Steve Moncrieff • February 12, 2026

DAIRY WON IN COURT. BUT ITS STILL LOSING THE KITCHEN TABLE

The Supreme Court told Oatly it can’t use the word “milk.” Good. But a legal victory means nothing if the industry can’t answer a harder question: why are fewer people drinking it?

The Dairy Mail  |  Opinion  |  Steve Moncrieff, Dairy Connect


On 11 February 2026, the UK Supreme Court handed the dairy sector a unanimous victory. Five justices ruled that Oatly’s “Post Milk Generation” trademark is invalid for use on oat-based food and drink in Britain. The word milk, the court confirmed, belongs to dairy. It means the normal mammary secretion of milking animals, as defined by the Codex Alimentarius and protected under assimilated EU regulation. Not oats. Not almonds. Not rice.


The ruling ends a legal journey that started in 2019, wound through the Intellectual Property Office, the High Court, and the Court of Appeal, before arriving at the highest court in the land. Lords Hamblen and Burrows, writing for the unanimous bench, found that Oatly’s slogan was “oblique and obscure” - it described a generation of consumers, not a characteristic of the product. It did not clearly state whether the product was milk-free or merely low in milk. That ambiguity was enough to kill the trademark.


Dairy UK’s chief executive, Dr Judith Bryans, called it a ruling that “helps ensure long-established dairy terms continue to carry clear meaning for consumers.” Oatly’s Bryan Carroll called it a mechanism to “stifle competition” that “solely benefits Big Dairy.”
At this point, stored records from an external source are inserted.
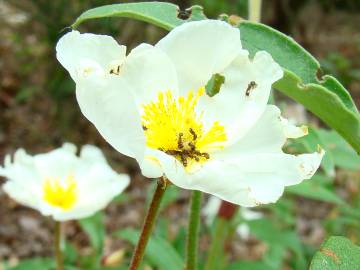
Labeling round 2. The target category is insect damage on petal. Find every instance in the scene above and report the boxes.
[245,81,257,97]
[142,87,227,167]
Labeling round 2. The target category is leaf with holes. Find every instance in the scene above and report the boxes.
[72,2,206,30]
[72,2,360,153]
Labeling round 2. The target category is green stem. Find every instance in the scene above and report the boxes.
[129,178,167,270]
[54,221,64,270]
[249,0,262,22]
[185,190,202,270]
[204,217,229,270]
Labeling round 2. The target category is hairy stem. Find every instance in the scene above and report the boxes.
[129,178,167,270]
[54,221,64,270]
[185,190,202,270]
[249,0,262,22]
[204,217,229,270]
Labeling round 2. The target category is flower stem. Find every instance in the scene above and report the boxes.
[204,201,239,270]
[54,221,64,270]
[129,178,167,270]
[204,217,229,270]
[185,190,202,270]
[249,0,262,22]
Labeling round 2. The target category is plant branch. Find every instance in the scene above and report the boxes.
[185,190,202,270]
[129,177,167,270]
[54,221,64,270]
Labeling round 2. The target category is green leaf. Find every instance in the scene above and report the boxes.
[115,229,184,270]
[72,2,360,153]
[310,236,360,270]
[8,258,55,270]
[239,22,319,83]
[225,261,273,270]
[72,2,206,30]
[79,212,105,261]
[286,176,346,206]
[273,70,360,152]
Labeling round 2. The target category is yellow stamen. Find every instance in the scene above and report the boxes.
[142,87,227,167]
[43,176,77,210]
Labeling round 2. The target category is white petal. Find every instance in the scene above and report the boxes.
[216,105,287,158]
[199,50,283,144]
[76,76,145,159]
[139,148,164,178]
[56,31,126,81]
[280,117,309,139]
[119,44,178,107]
[0,149,41,209]
[156,20,241,93]
[221,151,324,204]
[33,144,78,180]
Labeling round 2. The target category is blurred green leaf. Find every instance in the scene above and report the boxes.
[246,218,306,269]
[6,258,55,270]
[225,261,275,270]
[310,236,360,270]
[114,229,184,270]
[64,241,78,264]
[79,212,105,263]
[72,2,206,30]
[286,176,346,205]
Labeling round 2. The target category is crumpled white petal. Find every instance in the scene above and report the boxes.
[216,105,307,159]
[199,50,283,144]
[56,31,126,82]
[76,76,145,160]
[0,144,129,221]
[156,20,241,94]
[119,43,178,107]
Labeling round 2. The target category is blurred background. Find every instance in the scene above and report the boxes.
[0,0,360,269]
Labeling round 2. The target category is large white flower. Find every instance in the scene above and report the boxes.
[56,20,323,206]
[0,143,129,221]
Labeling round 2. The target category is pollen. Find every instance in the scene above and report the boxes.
[142,87,227,167]
[43,175,77,210]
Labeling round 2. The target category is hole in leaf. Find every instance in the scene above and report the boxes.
[205,73,225,97]
[177,8,192,20]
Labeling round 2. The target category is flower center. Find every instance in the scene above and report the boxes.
[142,87,226,167]
[43,175,77,210]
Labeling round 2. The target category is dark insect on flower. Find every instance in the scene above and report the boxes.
[110,65,120,75]
[178,132,184,149]
[189,142,195,151]
[245,81,257,97]
[189,128,197,141]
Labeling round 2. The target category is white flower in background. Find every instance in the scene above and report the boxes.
[202,196,263,240]
[56,20,323,206]
[0,143,129,221]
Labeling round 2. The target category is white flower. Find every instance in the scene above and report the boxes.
[0,143,129,221]
[56,20,323,206]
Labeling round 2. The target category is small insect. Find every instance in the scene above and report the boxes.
[245,81,257,97]
[110,65,120,75]
[189,128,197,141]
[180,154,188,167]
[177,8,191,20]
[201,153,210,159]
[189,142,195,151]
[178,132,184,149]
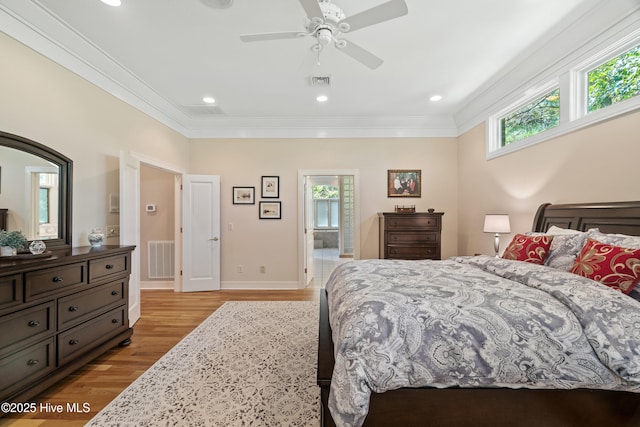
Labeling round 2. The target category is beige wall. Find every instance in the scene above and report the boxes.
[0,29,640,287]
[0,33,189,245]
[140,165,176,288]
[458,112,640,255]
[189,138,458,287]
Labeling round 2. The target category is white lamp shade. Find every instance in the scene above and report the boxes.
[484,214,511,233]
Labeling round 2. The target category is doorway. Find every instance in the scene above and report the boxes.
[299,170,360,288]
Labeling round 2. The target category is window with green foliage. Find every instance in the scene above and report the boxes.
[587,45,640,112]
[500,89,560,147]
[313,185,340,229]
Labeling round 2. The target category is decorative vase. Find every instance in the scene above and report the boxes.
[0,246,18,256]
[89,227,104,246]
[29,240,47,255]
Both are right. And both are missing the bigger picture.


The Word Is Protected. The Habit Is Not.

Here is the number that should keep every dairy leader awake at night: UK per capita milk consumption has fallen roughly 50% since 1974. In that year, the average Briton drank 2.7 litres a week. Today that figure sits around 1.2 litres. The most recent AHDB data, published in mid-2025, shows in-home cow’s milk occasions fell 3.6% year-on-year. Plant-based alternatives dropped 1.0% over the same period. The entire liquid milk category is contracting - and that has very little to do with what Oatly puts on its packaging.

The decline is structural, and it is driven by habit change, not brand warfare. Younger Britons are drinking less tea - the single biggest domestic occasion for milk. Five years ago, 43.2% of the UK population drank tea at home. That figure is now 38%, with the drop driven by a shift towards herbal, wellness, and fruit teas consumed without milk. Breakfast cereal consumption continues to fall. Coffee culture has tilted towards espresso-based drinks served black or with smaller volumes of milk.


None of these shifts were caused by a slogan on an oat carton. They represent a deeper erosion of the daily rituals that once made milk automatic.


As we wrote in The Dairy Mail in January: “Milk has not been rejected. It has been forgotten.” The Supreme Court ruling does nothing to reverse that forgetting. It protects a word. It does not rebuild a habit.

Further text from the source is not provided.